Solicitações contínuas também sobem
O número de solicitações contínuas – trabalhadores que seguem recebendo o seguro-desemprego – chegou a 1,957 milhão, levemente acima dos 1,947 milhão registrados na semana anterior disponível. A variação oferece sinalização adicional sobre a velocidade de reinserção dos profissionais no mercado.
Relevância para política monetária e câmbio
A oscilação nos pedidos de auxílio-desemprego é monitorada pelo Federal Reserve ao calibrar a trajetória dos juros. Um mercado mais aquecido tende a sustentar expectativas de manutenção de taxas elevadas para conter a inflação, o que aumenta a atratividade dos títulos do Tesouro norte-americano e pressiona moedas emergentes, inclusive o real.

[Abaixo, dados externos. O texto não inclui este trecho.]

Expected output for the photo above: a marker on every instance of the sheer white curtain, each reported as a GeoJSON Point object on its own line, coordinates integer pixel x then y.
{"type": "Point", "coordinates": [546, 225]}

Impacto sobre empresas brasileiras
Companhias nacionais com operações nos EUA ou exposição ao dólar – notadamente nos setores de tecnologia, varejo internacional e logística – acompanham os dados para ajustar projeções de demanda, custos de folha e estratégias de financiamento. Variações no câmbio influenciam diretamente importações, exportações e planejamento tributário.
Apesar da retomada das publicações, analistas aguardam os relatórios das próximas semanas para avaliar se o avanço para 232 mil pedidos sinaliza alteração estrutural no ritmo de contratações ou apenas ruído estatístico decorrente da paralisação administrativa.